ANN ARBOR, Mich. — The University of Michigan is taking a lead role in improving pediatric health care quality in the country.
Michigan was named among six sites to receive a total of $13.4 million over four years to implement new pediatric quality measures to monitor and improve how the health care system is serving children and families. The Agency for Healthcare Research and Quality and the Centers for Medicare & Medicaid Services announced the project Oct.3.
“We are excited to be one of the six centers in the U.S. selected to continue our work in the testing and implementation of quality measures for the care of children,” says Michigan principal investigator Gary Freed, M.D., M.P.H., founding director of the Child Health Evaluation and Research (CHEAR) Center and professor of pediatrics at U-M’s C.S. Mott Children’s Hospital.
“This grant will allow us to work with certain Medicaid programs, health plans and health systems to improve the care for children with sickle cell disease and asthma, and to decrease unnecessary use of imaging studies for children with headaches and seizures.”

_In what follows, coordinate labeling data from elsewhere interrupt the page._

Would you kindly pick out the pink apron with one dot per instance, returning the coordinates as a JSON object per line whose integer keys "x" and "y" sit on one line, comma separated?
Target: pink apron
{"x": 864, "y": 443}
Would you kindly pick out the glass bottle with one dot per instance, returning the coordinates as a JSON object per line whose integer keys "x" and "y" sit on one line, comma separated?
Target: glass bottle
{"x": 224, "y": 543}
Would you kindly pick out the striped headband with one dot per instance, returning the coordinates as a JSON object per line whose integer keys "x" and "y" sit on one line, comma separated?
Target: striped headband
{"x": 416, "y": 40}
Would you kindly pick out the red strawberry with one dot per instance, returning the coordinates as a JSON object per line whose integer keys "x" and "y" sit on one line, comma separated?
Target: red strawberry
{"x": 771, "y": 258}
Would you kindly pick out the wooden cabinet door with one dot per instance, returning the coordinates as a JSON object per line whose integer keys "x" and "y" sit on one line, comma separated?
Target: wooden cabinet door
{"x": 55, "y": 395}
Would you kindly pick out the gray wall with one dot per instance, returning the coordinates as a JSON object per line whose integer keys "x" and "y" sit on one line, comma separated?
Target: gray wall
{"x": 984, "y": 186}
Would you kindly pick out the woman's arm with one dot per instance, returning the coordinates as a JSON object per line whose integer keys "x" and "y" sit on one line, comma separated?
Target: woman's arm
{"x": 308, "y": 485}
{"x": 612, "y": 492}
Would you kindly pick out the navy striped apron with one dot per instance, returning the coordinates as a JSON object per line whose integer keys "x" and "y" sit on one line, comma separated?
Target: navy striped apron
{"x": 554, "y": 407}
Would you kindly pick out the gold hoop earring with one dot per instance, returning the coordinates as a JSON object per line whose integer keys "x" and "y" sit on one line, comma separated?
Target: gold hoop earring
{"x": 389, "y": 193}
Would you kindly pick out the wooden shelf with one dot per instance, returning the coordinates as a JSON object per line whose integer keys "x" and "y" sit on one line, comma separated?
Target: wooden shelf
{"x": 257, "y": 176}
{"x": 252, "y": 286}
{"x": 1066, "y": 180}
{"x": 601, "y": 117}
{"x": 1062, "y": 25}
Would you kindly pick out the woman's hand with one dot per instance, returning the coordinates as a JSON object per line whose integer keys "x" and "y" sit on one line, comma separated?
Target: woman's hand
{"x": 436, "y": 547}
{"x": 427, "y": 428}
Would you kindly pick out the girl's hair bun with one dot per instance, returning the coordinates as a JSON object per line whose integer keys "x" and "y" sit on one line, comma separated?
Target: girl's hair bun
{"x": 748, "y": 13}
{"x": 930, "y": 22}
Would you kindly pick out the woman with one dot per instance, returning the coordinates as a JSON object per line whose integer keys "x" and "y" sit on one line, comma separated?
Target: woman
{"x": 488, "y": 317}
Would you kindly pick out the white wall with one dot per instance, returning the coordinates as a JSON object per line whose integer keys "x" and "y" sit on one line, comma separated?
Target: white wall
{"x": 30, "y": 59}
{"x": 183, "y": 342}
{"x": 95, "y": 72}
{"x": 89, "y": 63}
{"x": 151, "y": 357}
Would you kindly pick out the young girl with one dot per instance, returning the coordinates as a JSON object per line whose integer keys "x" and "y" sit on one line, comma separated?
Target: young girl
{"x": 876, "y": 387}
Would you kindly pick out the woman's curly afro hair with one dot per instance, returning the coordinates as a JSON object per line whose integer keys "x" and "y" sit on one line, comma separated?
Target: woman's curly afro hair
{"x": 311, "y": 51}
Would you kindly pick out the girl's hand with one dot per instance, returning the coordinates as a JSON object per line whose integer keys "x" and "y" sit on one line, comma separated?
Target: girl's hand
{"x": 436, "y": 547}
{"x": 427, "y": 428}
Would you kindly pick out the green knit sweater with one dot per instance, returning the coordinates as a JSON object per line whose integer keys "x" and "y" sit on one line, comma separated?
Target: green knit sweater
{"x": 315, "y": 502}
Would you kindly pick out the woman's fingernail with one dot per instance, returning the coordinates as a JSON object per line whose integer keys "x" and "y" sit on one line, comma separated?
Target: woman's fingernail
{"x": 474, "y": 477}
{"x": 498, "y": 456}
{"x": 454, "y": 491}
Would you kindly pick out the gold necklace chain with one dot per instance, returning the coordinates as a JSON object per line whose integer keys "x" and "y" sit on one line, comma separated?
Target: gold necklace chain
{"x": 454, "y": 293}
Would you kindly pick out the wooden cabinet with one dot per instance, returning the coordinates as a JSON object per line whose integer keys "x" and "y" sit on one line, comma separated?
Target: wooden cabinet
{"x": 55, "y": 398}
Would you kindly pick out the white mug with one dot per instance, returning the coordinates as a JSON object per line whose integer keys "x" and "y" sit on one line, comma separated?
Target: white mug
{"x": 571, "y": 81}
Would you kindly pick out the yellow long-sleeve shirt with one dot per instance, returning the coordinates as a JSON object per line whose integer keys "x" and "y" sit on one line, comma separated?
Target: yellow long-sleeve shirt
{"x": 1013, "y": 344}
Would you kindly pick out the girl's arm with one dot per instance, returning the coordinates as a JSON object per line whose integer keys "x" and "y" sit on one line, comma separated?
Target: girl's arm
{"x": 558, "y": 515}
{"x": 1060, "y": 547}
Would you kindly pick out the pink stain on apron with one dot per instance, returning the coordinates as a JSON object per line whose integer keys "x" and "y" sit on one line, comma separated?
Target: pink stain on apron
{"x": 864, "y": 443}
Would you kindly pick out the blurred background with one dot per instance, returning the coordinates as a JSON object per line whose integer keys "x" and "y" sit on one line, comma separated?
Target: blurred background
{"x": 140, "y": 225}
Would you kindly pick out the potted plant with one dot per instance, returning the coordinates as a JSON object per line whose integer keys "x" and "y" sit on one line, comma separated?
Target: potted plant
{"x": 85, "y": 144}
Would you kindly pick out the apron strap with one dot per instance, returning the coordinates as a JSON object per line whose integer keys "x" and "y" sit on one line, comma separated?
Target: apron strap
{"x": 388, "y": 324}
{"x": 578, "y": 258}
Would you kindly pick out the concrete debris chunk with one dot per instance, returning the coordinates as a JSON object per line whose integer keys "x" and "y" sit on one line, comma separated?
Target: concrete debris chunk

Michigan and the other five grantees will focus on implementing new pediatric quality measures developed by the Pediatric Quality Measures Program (PQMP) Centers of Excellence (COE). Quality measures are used to evaluate or quantify specific health care processes, outcomes, patient perceptions, or other factors related to health care delivery.
The grantees will focus on assessing the feasibility and usability of the new measures within the Medicaid and CHIP patient populations at the state, health plan, and provider levels to support performance monitoring and quality improvement.
Michigan was among seven sites chosen by the federal government in 2011 for the initial phase of the PQMP project to develop new and innovative pediatric measures. Freed led the four-year, $8 million federal grant at Michigan that allowed U-M to develop more than 50 quality measures in pediatric care for children undergoing treatment for critical pediatric health issues, including sickle cell anemia, sepsis syndrome, obesity, radiologic imaging, chronic asthma management, and access to services beyond primary care.
U-M’s Quality Measurement, Evaluation, Testing, Review and Implementation Consortium (Q-METRIC) measures are among the very few pediatric quality measures in the country that have been tested for reliability and validity and have adequate specifications for implementation across payors, health plans, state Medicaid programs and regulatory bodies.
This next phase of work will implement and test these newly developed pediatric measures in real-world settings to learn more about how they work when used in the front lines of care.
The new effort is funded through the Medicare Access and CHIP Reauthorization Act of 2015 (MACRA), which provided continued funding for the Pediatric Quality Measure Program to build knowledge and evidence to support performance monitoring and quality improvement for children in Medicaid and CHIP.